Le permis à points, un système aux conséquences lourdes
Le permis à points, instauré en France en 1992, reste un dispositif mal compris par de nombreux automobilistes. Chaque conducteur dispose d’un capital de 12 points (6 pour les jeunes conducteurs en période probatoire). À chaque infraction au code de la route, un retrait de points s’applique automatiquement, indépendamment de l’amende. Lorsque le solde atteint zéro, le permis est invalidé : il ne s’agit pas d’une suspension, mais d’une perte totale du droit de conduire.
Les conséquences professionnelles et personnelles peuvent être considérables. Pour un commercial, un chauffeur ou un artisan, perdre son permis revient souvent à perdre son emploi. Il est donc essentiel de connaître ses droits et les recours juridiques disponibles avant qu’il ne soit trop tard.
Quelles infractions font perdre des points ?
Le barème de retrait varie selon la gravité de l’infraction. Voici les cas les plus fréquents :
- Excès de vitesse inférieur à 20 km/h (hors agglomération) : retrait d’1 point
- Excès de vitesse entre 20 et 30 km/h : retrait de 2 points
- Non-respect d’un feu rouge ou d’un stop : retrait de 4 points
- Usage du téléphone au volant : retrait de 3 points
- Conduite sous l’emprise de l’alcool : retrait de 6 points
- Délit de fuite : retrait de 6 points
Un cumul de plusieurs infractions lors d’un même contrôle peut entraîner un retrait massif, parfois jusqu’à 8 points en une seule fois. La vigilance s’impose, car le solde peut fondre très rapidement.
Contester une infraction : vos droits en détail
Beaucoup de conducteurs ignorent qu’il est tout à fait possible de contester un procès-verbal. Plusieurs motifs peuvent justifier une contestation : erreur sur l’identification du véhicule, vice de procédure, défaut de signalisation, ou encore dysfonctionnement du radar. Faire appel à un avocat en droit routier à Paris permet d’évaluer précisément la solidité du dossier et d’identifier les failles exploitables devant le tribunal.

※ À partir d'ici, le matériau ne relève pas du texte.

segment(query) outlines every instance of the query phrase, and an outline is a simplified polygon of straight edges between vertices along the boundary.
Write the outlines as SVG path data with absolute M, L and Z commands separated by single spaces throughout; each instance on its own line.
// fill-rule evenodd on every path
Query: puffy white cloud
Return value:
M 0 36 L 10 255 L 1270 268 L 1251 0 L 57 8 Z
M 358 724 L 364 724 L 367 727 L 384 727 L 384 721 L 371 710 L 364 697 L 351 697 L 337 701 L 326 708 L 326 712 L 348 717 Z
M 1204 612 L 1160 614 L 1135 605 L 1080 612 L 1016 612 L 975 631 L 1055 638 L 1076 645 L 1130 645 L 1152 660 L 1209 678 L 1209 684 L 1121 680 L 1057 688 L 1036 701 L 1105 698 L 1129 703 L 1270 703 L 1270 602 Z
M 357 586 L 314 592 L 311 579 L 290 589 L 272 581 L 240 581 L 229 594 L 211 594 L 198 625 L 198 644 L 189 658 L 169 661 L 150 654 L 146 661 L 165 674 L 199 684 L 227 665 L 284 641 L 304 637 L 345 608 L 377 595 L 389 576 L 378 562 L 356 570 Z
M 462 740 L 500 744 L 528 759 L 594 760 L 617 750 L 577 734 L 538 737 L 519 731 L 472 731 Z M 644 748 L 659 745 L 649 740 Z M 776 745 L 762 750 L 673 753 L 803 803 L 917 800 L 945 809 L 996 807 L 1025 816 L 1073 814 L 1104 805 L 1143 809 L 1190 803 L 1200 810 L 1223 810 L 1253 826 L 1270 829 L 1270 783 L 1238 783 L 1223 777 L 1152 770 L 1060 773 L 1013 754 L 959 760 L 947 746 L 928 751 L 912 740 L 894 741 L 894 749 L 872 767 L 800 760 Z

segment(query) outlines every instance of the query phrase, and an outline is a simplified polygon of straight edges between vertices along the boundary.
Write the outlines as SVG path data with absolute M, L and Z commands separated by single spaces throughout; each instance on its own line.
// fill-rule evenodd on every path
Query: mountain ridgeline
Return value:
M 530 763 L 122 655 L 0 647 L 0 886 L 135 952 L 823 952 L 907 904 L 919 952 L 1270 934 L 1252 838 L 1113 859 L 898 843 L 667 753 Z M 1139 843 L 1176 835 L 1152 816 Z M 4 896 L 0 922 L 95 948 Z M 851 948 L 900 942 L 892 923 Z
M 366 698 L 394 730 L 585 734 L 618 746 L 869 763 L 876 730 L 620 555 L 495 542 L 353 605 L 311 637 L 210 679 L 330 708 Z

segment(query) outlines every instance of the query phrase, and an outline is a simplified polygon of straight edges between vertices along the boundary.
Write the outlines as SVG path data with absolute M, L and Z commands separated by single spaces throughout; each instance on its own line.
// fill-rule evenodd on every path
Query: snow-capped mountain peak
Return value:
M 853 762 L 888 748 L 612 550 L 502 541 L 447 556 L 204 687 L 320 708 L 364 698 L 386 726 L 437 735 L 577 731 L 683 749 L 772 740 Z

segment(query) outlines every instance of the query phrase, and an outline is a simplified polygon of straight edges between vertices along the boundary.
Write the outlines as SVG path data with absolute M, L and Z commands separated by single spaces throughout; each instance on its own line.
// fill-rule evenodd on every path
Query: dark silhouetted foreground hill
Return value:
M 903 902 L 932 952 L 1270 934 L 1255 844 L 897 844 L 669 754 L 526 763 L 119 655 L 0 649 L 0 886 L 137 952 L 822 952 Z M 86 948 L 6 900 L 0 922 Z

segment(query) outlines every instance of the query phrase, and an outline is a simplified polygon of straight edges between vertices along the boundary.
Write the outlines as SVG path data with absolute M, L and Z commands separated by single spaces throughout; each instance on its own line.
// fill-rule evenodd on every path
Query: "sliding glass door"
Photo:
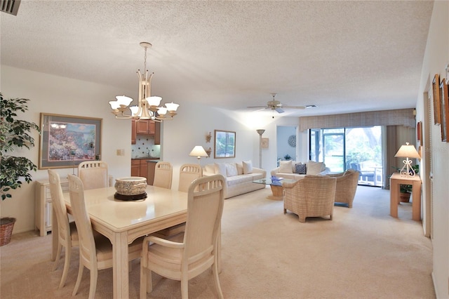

La contestation doit être effectuée dans un délai de 45 jours suivant la réception de l’avis de contravention. Elle s’effectue par courrier recommandé auprès de l’Officier du ministère public (OMP) compétent. Il est impératif de ne pas payer l’amende forfaitaire, car le paiement vaut reconnaissance de l’infraction.
Les vices de procédure les plus courants
Un avocat spécialisé peut repérer des irrégularités que le conducteur ne soupçonne pas :
- Absence de vérification périodique de l’appareil de contrôle
- Erreur dans la mention de la date, du lieu ou de l’heure sur le PV
- Défaut de notification dans les délais légaux
- Non-respect de la marge technique applicable aux radars
Récupérer ses points : les options disponibles
Lorsque le solde de points diminue, deux mécanismes permettent de reconstituer son capital. Le premier est la récupération automatique : en l’absence de nouvelle infraction pendant une période de 6 mois à 3 ans selon les cas, les points sont restitués. Le second est le stage de sensibilisation à la sécurité routière, qui permet de récupérer jusqu’à 4 points en deux jours. Ce stage peut être effectué une fois par an.
En cas d’invalidation du permis (solde à zéro), le conducteur reçoit une lettre 48SI lui notifiant l’interdiction de conduire. Il devra attendre 6 mois minimum avant de repasser les épreuves du permis, et se soumettre à un examen médical ainsi qu’à des tests psychotechniques.
Agir avant l’invalidation
La meilleure stratégie reste la prévention. Consulter son solde de points régulièrement sur le site Télépoints, contester systématiquement les infractions douteuses et effectuer un stage dès que le capital descend sous les 6 points sont des réflexes à adopter. Un accompagnement juridique en amont permet souvent d’éviter des situations irréversibles et de préserver durablement son droit de conduire.